Por outro lado há pais que cuidam de seu filho de uma maneira mais satisfatória do que muitas mães. Esse modo paterno de cuidar, de nutrir e acompanhar é muito importante. No plano do amor construído a seus filhos, pais e mães devem ficar no mesmo patamar.
O amor não é dado, não está garantido de antemão, não é fruto de geração espontânea, mas, ao contrário, demanda empenho, cuidado e investimento dos que integram uma relação amorosa qualquer que ela seja, entre pais e filhos, amantes ou entre amigos.
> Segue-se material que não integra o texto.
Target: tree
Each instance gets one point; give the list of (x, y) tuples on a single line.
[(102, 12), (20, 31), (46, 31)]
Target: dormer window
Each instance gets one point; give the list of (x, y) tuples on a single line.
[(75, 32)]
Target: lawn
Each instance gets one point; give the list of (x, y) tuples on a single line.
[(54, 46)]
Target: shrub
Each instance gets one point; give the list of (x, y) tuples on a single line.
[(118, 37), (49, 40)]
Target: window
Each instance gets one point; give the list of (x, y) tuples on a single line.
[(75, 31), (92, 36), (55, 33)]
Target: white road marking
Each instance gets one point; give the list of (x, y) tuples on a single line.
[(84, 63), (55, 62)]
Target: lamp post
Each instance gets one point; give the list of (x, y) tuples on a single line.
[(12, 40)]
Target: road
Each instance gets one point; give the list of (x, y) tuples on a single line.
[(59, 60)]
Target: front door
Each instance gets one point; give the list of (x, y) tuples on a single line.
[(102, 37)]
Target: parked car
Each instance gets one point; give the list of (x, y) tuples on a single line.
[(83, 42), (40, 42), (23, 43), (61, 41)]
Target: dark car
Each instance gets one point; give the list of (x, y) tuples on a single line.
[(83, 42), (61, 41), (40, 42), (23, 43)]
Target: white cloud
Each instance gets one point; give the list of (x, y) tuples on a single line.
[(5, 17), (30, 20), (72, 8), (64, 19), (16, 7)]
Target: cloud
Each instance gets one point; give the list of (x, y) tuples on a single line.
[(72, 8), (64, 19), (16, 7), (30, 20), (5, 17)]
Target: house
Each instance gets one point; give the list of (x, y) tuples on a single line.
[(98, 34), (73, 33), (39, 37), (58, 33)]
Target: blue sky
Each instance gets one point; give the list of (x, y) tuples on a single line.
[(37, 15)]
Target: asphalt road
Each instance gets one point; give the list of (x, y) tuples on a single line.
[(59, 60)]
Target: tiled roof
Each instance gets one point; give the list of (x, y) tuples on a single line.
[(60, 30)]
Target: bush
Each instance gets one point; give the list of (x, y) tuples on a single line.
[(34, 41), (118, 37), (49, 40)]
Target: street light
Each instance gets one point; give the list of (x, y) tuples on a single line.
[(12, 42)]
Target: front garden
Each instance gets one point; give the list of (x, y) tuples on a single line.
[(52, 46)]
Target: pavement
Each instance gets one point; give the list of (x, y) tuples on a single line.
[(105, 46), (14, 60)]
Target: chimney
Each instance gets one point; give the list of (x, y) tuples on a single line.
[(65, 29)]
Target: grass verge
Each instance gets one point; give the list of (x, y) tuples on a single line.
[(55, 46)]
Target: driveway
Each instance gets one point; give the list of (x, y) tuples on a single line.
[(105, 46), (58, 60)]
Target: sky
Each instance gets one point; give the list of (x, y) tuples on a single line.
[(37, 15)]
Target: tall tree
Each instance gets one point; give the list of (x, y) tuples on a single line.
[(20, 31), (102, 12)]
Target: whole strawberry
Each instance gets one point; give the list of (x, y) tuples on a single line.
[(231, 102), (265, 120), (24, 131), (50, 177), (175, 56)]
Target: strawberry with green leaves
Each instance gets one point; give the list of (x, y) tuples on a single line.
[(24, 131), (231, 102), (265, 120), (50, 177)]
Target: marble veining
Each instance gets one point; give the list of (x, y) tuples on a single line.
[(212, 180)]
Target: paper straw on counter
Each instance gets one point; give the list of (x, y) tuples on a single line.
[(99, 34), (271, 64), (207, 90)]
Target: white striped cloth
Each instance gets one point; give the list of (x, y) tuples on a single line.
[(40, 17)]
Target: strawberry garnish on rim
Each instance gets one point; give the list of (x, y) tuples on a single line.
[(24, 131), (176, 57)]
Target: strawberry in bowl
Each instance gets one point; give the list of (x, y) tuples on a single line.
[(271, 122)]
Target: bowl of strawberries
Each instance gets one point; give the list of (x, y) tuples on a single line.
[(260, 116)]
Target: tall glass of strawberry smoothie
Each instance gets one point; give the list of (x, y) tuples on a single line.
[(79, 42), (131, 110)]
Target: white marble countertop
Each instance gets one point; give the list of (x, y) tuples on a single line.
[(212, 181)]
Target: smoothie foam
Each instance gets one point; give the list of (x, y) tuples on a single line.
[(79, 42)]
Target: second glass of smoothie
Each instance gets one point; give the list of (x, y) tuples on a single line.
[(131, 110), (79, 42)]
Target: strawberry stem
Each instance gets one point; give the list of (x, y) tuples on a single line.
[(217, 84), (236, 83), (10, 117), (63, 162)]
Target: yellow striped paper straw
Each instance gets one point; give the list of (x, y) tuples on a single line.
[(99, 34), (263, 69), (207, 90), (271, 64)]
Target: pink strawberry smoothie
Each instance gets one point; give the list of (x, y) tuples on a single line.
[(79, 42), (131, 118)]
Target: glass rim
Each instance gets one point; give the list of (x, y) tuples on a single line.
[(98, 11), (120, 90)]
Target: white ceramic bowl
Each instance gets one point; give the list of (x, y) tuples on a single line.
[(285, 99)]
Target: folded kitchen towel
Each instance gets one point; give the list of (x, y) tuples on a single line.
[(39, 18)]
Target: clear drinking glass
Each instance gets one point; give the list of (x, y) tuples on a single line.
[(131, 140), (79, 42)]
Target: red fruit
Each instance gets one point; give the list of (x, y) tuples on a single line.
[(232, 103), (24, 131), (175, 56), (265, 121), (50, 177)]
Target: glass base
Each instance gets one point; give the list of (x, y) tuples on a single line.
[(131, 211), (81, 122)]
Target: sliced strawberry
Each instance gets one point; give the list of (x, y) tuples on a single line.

As noções que temos de como os papéis e funções sociais devem ser exercidas é fruto de um imaginário social dado por idéias, imagens e estereótipos compartilhados com certa homogeneidade pelas pessoas da época histórica de que se trata.
Alterar a visão do mundo e dos valores sobre os quais se assentam essas experiências, demandam um tremendo esforço e provocam um desconforto não só naqueles que ousam mudar, mas também nos que os cercam.
Esse legado inconsciente e o mito do amor materno são em grande parte responsáveis por um lado, pelas mães que deixam a "guarda" para o pai, ou perdem a guarda sentirem-se, ou serem vistas como mães incompetentes, abandonantes e más, e, por outro lado, os pais que reclamam a guarda, ou a "tiram" das mães, sentirem-se ou serem vistos como indivíduos cruéis e desumanas.
Ora, os atributos de afeto antes referidos não são prerrogativas do amor materno. Não estão adstritos a ele. O amor paterno também é semeado, alimentado e aprendido no trato diário com os filhos. Nas oscilações da convivência, em meio à ambivalência, é construído e sustentado. Nada difere em possibilidade, da magnitude do amor materno. Ambos os "amores" são conquistados, legítimos e de igual qualidade.
O que a criança precisa é de quem a olhe e veja como alguém de importância emocional, para nessa mirada poder reconhecer-se como alguém merecedor de amor e amável. É necessário que nossa cultura abasteça o homem de modelos de paternidade, como têm feito com a mulher.
Uma pergunta que não quer calar: "por que quando a mãe deixa o filho com o pai é abandono e quando o pai deixa o filho com a mãe é normal"?